Journal Entry 1 by KLL from Perth City, Western Australia Australia on Wednesday, May 2, 2007
Picked up as part of a Freecycle stash - mostly becasue it is one of the 1001 books to read before you die, but also because I've heard Radcliffe influenced Jane Austen (most particularly in 'Northanger Abbey')

Journal Entry 2 by KLL from Perth City, Western Australia Australia on Monday, May 28, 2007
This is one big fat book! In some ways this reminded me a lot of Moby Dick - not the most flattering comparison, if you read what I wrote about that (http://www.bookcrossing.com/journal/3947370). However, I don't feel anywhere near the dread I had for Moby. I think the main way it reminded me of Moby was the denseness of the text. Possibly I mean this literally on the page - there's a lot crammed on each page. But also the words are very dense too. In the case of 'Moby' it sent me to sleep every few pages. I didn't have this problem with 'Udolpho', but I did skim a lot of the text to stop from getting bogged down. I'd be interested in checking if Herman Melville also used a lot of commas, as this is something that stood out in Radcliffe's text - so much so that it is pointed out specifically in the foreward. They are also both similar in the fact that both story lines meander and a lot of the time I was wondering where on earth it was going.

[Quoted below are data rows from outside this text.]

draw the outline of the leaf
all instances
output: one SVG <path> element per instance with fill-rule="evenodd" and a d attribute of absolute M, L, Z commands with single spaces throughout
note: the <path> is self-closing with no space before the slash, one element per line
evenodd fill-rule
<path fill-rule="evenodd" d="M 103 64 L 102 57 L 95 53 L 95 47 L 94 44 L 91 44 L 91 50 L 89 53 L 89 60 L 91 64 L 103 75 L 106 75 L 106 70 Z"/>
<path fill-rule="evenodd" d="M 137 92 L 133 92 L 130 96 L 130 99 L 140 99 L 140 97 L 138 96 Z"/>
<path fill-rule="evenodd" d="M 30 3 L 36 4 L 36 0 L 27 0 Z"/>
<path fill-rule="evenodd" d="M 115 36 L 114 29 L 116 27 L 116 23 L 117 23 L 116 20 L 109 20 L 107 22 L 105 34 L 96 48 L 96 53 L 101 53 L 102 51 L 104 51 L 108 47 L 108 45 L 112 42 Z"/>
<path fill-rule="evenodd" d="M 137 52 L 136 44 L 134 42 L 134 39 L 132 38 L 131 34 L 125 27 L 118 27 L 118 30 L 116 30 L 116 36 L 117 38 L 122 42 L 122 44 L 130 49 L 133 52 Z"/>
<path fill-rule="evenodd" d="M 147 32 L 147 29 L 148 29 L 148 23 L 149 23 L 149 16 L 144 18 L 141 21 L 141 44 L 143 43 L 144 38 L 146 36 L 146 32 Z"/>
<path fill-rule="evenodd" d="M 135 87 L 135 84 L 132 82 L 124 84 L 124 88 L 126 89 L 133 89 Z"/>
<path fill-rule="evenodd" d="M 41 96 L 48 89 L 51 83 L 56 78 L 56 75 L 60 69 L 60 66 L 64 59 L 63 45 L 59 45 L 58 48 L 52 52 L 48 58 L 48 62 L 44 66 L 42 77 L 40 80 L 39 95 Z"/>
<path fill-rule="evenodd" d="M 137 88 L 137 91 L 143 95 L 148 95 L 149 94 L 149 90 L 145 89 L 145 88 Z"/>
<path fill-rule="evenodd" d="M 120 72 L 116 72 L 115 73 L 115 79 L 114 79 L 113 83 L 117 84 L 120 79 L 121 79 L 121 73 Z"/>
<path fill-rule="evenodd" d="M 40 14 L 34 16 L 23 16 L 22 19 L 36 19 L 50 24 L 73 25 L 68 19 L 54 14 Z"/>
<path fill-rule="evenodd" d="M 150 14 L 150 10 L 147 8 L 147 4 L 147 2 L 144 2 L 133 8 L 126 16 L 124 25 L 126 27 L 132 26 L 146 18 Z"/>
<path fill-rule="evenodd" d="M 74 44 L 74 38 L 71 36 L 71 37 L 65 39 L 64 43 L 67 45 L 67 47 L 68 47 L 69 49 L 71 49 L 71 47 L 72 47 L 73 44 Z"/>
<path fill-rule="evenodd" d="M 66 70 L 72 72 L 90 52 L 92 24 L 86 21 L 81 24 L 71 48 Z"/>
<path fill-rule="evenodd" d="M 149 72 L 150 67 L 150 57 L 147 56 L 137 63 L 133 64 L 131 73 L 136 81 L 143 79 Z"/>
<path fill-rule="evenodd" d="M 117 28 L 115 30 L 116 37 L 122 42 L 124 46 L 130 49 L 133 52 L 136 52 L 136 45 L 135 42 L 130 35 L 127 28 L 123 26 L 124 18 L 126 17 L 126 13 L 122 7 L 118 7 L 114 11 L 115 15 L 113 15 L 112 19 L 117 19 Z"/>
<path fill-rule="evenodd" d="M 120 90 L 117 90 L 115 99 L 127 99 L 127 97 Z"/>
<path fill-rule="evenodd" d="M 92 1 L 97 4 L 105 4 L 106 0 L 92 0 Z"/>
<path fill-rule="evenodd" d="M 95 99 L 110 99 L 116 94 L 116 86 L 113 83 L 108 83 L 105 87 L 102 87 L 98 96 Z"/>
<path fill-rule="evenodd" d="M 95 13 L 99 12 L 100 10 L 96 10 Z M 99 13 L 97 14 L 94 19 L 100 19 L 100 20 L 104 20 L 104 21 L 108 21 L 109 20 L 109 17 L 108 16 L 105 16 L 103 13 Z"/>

The main problem I had with 'Udolpho' (which did not occur so much in Moby) is that a lot of the story is related in a passive voice and this failed to draw me in. There is very little dialogue to speak of at first. Instead you get sentences like 'Emily then discussed X, Z and Z with her father'. It *did* pick up after the first 200 odd pages - once Emily is actually at Udolpho - and I do think there is more dialogue after this point too. However, if I wasn't reading this as a '1001' book, I doubt I would have got that far. In terms of the suspense, the book actually does quite a good job. There a few certain incidences that are not explained until the last 30 pages or so and I did wonder if I had just missed them becasue of the skimming . I hadn't :-)

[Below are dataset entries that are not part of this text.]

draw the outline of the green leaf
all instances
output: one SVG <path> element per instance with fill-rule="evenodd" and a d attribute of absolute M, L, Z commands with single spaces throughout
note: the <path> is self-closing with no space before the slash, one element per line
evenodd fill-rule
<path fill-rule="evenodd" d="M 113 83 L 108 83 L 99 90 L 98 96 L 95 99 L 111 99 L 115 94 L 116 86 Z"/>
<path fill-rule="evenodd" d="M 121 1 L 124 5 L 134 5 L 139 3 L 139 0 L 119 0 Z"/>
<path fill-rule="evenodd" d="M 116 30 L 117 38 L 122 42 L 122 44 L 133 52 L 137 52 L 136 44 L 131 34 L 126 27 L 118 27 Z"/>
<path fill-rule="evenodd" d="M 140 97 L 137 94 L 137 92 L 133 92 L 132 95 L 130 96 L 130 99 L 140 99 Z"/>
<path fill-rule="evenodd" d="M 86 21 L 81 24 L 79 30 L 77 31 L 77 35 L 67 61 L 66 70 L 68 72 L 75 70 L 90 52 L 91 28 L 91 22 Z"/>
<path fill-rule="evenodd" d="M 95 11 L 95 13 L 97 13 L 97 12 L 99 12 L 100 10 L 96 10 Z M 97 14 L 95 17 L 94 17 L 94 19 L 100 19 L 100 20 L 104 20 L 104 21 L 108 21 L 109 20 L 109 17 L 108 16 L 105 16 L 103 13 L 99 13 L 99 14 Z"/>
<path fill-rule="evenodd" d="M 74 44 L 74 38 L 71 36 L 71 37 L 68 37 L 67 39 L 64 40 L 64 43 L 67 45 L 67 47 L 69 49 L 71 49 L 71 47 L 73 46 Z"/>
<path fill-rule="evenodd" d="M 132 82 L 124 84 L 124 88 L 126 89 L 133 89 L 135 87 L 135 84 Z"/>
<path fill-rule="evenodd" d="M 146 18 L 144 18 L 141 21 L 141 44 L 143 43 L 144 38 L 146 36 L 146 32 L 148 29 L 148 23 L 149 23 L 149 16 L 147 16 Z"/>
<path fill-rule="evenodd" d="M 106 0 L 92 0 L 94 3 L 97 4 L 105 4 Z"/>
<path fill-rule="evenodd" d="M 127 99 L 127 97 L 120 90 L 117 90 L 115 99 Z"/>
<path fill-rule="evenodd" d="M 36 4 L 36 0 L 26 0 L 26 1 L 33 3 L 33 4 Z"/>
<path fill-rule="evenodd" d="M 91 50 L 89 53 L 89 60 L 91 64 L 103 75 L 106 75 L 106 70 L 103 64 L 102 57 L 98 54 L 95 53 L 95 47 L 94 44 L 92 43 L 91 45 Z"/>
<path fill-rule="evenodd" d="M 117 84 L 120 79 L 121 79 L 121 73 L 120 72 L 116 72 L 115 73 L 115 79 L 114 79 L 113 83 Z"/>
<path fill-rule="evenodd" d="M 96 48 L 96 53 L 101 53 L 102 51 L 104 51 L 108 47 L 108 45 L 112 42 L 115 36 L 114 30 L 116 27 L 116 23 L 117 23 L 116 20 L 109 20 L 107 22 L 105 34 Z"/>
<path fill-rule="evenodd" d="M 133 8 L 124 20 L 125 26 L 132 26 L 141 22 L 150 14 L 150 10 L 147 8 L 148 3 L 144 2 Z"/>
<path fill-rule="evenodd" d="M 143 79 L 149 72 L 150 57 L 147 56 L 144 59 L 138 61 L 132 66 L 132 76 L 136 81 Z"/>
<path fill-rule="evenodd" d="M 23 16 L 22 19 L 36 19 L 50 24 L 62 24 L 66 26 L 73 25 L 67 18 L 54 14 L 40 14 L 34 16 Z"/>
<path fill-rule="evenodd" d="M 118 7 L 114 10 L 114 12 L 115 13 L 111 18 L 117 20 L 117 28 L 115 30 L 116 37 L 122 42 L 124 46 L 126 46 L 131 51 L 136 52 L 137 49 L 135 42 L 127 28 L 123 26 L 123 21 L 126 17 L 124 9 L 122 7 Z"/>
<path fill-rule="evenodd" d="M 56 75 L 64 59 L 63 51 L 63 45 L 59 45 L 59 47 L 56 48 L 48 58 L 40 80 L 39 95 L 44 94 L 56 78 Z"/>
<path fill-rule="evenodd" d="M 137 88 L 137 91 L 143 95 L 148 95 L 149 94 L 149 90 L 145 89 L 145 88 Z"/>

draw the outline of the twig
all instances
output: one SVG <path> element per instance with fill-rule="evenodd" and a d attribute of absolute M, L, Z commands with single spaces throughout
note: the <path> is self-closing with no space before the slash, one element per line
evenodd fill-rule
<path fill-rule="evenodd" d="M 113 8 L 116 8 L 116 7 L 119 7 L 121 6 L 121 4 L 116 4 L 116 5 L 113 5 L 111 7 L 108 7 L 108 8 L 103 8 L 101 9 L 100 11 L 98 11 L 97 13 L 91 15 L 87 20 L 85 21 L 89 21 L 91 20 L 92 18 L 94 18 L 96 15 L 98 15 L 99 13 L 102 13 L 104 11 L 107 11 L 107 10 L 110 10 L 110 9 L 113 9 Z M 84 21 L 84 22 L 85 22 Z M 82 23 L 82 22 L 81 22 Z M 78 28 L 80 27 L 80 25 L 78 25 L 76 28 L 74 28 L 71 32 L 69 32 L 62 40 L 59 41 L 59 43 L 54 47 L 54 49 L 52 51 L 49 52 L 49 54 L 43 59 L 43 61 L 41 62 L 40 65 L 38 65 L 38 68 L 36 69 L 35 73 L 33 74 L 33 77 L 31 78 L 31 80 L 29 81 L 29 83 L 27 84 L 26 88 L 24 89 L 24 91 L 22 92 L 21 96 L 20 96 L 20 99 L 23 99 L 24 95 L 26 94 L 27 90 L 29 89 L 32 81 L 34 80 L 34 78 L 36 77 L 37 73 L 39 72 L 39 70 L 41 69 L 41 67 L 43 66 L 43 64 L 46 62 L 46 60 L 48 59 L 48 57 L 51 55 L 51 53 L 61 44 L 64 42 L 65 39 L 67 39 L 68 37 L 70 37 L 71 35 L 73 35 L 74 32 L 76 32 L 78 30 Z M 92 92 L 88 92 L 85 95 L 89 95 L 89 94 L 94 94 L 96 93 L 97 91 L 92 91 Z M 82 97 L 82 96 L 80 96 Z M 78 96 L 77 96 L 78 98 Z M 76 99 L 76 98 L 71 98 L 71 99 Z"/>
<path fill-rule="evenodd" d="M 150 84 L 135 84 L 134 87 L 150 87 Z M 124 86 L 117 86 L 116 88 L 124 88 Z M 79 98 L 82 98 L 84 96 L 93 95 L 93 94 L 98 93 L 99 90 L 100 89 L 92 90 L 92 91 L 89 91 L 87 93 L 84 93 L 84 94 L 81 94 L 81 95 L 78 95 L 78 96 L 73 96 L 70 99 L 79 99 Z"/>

It *was* too melodramatic for me, with Emily fainting or weeping every second page. However, I appreciate that it was the first book of it's type and from this perspective I'm glad to have read it for context ot other works. I probably won't be reading it again in a hurry though!

Released 16 yrs ago (6/5/2007 UTC) at The Pottery, 20 Park Road in Kingston upon Thames, Surrey United Kingdom

WILD RELEASE NOTES:

RELEASE NOTES:

Released at my last ever (??) Kingston BC Meetup! My damning faint praise did not help it's cause, however, so it was left on the mantlepiece near the couches.

Journal Entry 4 by LuluH from not specified, not specified not specified on Saturday, September 15, 2007
Just picked up the book. Great idea.

CAUGHT IN KINGSTON UPON THAMES SURREY UK

Journal Entry 5 by ChurlAnn from Cockeysville, Maryland USA on Thursday, October 9, 2008
Looks interesting. Haven't read it yet.